Un dolor la lleva a refugiarse. Pero no es un dolor como
cualquier otro, este es un dolor elevado a una potencia desconocida,
diríase que este es un dolor más allá del dolor.
Sin importarle lo difusa y distante de la mirada de Ernesto,
la busca pensando en la tarde de ese invierno a la
orilla del río, cuando le pidió que mirara aquel remolino
parecido al vestido de la mujer que bailaba girando con los
brazos tendidos a los lados y la cabeza ligeramente inclinada
y perdida la mirada. Apenas mueve los pies, pero no
deja de sonreír a todo aquel que la mira.

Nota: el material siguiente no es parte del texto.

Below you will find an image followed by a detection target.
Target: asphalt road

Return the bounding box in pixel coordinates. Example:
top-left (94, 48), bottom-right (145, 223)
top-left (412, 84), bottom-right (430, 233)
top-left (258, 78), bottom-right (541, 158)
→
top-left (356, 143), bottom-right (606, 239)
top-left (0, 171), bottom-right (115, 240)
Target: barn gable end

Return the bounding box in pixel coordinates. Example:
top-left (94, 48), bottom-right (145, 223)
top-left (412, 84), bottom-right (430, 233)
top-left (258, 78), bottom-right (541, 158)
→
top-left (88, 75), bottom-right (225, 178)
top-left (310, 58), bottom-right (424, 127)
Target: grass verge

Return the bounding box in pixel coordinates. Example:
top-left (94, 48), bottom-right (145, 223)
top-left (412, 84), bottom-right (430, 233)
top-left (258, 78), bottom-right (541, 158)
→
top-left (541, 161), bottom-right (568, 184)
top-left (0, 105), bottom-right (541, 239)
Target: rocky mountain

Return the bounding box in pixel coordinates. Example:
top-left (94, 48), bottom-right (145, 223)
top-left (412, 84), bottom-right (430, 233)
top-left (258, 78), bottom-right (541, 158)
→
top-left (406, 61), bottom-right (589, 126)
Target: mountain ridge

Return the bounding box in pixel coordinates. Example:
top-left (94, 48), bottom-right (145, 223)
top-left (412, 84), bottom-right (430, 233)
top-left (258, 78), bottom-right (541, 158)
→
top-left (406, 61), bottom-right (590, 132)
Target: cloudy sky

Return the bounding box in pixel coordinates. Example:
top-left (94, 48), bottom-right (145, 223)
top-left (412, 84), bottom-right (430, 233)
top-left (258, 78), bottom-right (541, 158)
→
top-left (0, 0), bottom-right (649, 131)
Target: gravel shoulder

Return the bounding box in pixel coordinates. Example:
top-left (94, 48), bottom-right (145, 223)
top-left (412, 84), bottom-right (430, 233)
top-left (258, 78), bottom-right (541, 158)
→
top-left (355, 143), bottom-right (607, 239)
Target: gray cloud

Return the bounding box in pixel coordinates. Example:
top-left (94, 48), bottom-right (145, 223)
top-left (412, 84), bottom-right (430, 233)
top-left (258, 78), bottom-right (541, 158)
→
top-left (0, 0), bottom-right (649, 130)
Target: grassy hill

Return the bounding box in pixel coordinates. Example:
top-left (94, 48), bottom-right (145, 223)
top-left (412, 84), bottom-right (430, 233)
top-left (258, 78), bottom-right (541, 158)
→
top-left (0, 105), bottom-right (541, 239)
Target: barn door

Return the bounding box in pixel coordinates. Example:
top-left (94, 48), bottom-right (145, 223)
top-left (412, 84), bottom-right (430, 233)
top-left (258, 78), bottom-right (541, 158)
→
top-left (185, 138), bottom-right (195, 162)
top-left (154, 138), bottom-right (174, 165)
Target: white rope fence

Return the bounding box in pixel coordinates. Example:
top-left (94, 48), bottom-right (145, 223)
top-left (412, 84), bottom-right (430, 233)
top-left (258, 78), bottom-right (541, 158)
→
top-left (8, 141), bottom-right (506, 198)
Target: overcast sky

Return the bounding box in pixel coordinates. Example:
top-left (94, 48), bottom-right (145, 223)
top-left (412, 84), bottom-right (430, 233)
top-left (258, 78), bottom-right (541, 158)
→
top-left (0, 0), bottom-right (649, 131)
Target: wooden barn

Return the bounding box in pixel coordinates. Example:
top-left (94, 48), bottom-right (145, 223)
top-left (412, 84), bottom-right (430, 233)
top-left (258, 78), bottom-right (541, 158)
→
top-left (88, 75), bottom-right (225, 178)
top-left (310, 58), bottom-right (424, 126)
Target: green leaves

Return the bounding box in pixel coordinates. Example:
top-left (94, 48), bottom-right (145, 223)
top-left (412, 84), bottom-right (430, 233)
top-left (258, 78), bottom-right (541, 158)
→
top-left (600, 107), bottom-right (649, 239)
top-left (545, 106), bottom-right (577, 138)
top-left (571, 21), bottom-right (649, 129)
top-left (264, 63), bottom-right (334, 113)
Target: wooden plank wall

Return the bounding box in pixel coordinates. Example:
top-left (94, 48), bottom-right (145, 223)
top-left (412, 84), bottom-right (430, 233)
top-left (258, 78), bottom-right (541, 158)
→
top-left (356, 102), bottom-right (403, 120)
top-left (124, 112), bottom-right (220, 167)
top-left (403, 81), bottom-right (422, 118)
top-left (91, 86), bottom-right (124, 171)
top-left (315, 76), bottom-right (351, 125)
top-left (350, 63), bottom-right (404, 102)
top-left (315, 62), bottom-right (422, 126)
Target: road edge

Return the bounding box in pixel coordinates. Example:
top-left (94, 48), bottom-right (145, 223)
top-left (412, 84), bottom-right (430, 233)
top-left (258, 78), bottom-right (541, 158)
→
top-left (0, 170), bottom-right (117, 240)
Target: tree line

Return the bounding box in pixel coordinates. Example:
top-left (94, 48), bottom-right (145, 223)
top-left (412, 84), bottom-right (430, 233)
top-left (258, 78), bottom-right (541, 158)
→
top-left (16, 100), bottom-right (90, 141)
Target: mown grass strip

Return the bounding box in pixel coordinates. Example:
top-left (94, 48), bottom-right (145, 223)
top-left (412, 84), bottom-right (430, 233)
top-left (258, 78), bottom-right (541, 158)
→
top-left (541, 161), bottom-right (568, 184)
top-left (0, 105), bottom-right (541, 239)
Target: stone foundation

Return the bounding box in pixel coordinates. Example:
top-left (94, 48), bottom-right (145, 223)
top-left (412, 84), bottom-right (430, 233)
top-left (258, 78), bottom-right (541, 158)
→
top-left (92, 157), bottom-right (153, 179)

Piensa en Dios. Y a Dios le pide que no los abandone,
ella lo lleva en el corazón. Dios —murmura— no nos desampares.
Señor, tú que estás en el canto de los pájaros
—dice—, aligera este sufrimiento.
Pero no es cierto, ella sabe que no es cierto, y nadie,
nadie en estos momentos lo sabe mejor que ella.
¿De dónde viene ese dolor? ¿Qué misterioso dolor es
el que le aqueja? ¿Por qué necesita mirarse en los ojos de Ernesto?
Y si es un presentimiento, un presentimiento
nada más, pero, ¿qué tipo de presentimiento es el que le
causa tanto dolor?
No lo comprende, es demasiado para ella. Y en este
momento lo es más que nunca, desconoce lo que le pasa.
Ahora la vista se le nubla, desea llorar pero no puede.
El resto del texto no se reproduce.